Treaty Day celebrations took place in a new longhouse built by tribal members. Measuring 116 feet by 43 feet in size, the building featured story poles carved by William Shelton on the heavy beams lining the interior.

The program lasted all day, with the following events listed in an Everett Tribune article the next day.

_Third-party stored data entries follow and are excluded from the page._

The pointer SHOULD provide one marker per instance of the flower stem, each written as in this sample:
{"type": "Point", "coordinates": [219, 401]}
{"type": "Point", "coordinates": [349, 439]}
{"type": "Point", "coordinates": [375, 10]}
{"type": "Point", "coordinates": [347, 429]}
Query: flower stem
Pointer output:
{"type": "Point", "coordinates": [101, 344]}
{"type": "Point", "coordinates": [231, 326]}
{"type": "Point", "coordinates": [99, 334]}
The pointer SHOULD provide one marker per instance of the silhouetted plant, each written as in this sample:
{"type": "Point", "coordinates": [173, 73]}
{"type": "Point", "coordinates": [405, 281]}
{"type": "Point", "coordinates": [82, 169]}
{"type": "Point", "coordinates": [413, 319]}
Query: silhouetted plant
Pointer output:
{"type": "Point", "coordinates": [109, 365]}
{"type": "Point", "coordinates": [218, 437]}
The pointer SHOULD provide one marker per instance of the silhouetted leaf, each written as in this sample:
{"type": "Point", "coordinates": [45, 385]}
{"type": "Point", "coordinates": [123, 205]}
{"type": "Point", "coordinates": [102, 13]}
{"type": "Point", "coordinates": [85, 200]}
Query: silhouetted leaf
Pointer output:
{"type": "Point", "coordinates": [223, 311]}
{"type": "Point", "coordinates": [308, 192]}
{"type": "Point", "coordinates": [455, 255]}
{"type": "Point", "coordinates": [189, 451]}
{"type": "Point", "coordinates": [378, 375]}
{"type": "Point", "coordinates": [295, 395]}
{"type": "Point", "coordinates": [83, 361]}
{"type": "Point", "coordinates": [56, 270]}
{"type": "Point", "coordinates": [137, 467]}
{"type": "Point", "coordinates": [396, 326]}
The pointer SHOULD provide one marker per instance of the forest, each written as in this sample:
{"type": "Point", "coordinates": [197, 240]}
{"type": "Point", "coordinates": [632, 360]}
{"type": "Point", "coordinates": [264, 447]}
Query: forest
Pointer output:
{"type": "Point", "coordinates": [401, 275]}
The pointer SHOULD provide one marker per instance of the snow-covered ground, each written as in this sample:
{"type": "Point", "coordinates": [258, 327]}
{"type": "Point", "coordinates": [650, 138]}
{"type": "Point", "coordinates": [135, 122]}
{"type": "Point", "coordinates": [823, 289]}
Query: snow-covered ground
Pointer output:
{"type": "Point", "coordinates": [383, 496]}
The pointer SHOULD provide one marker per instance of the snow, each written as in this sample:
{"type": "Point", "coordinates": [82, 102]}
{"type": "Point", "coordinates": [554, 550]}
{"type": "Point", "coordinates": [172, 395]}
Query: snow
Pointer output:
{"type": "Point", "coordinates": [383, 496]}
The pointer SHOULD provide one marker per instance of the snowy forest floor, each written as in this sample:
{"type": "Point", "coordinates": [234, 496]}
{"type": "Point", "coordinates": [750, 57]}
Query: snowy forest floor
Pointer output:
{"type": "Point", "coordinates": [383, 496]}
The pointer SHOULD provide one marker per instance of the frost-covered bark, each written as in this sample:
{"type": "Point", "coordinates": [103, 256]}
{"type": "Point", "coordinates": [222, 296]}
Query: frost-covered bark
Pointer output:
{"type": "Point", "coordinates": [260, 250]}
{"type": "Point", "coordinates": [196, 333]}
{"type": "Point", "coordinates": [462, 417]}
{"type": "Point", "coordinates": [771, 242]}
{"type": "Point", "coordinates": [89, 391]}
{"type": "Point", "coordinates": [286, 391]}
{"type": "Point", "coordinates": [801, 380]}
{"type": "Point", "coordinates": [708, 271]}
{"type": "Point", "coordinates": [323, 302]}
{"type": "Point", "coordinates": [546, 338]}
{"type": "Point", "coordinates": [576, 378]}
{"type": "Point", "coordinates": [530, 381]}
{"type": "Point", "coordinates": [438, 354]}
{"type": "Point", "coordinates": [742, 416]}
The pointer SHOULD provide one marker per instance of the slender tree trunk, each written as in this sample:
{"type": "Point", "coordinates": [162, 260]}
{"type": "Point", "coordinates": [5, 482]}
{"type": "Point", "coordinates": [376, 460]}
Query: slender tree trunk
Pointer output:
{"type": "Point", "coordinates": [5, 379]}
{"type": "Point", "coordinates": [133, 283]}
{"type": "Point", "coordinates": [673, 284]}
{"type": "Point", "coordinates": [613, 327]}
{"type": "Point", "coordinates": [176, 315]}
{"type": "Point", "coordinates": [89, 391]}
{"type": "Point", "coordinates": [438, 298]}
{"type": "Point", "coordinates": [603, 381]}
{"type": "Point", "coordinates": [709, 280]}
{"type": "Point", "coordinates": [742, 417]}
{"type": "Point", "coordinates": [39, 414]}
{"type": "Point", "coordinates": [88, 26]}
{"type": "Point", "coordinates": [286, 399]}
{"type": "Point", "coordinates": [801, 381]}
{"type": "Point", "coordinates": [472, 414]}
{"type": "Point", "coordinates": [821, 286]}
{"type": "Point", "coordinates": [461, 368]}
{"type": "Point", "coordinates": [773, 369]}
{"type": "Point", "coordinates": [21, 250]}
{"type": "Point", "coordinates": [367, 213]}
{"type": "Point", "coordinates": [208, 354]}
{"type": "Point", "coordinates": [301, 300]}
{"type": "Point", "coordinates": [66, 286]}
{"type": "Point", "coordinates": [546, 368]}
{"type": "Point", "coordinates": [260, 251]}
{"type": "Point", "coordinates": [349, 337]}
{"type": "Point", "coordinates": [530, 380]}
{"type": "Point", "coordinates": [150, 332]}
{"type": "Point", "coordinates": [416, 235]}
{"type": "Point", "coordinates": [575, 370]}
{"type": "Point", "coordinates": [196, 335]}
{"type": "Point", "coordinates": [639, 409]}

9 a.m. Addresses by members of the Snohomish and Swinomish tribes

10 a.m. Games and story telling, “Siah-hal, Siaha-halub,” etc. by leading chiefs

Noon Dinner at potlatch house

1:30 p.m. Songs of welcome, potlatch chief

War dance, “Of 60 Years Ago,” Snohomish Tribe

Song, “Chief Medicine Man,” Willapoint Tom

Song and dance, “My Skookum,” Sam Wyakes

Song, John English

Skagit tribal song, Mrs. Jake Suh-doh-litza

Songs and dances, Swinomish chiefs

War dances, “The Man Eater,” Jack Cladoosby

Songs and dances, Lummi Tribe

War dance, “Squak-taup,” Tulallip vs. Swinomish

8:30 p.m. Dance, everybody

Money for the event was raised through donations.

Using a glass-plate camera, Everett photographer John A. Juleen recorded images of the celebration. These negatives are now in the collection of the Everett Public Library. Newspaper accounts tell us that in the previous year, 1913, two motion picture operators recorded the Treaty Day celebration event. These movies have not been found.


"Tulalip Indians Observe Anniversary of Treaty,” Everett Morning Tribune, January 23, 1914, p. 1; “Only Indians Take Part in Treaty Day Celebration,” Everett Herald, January 23, 1914, p. 1.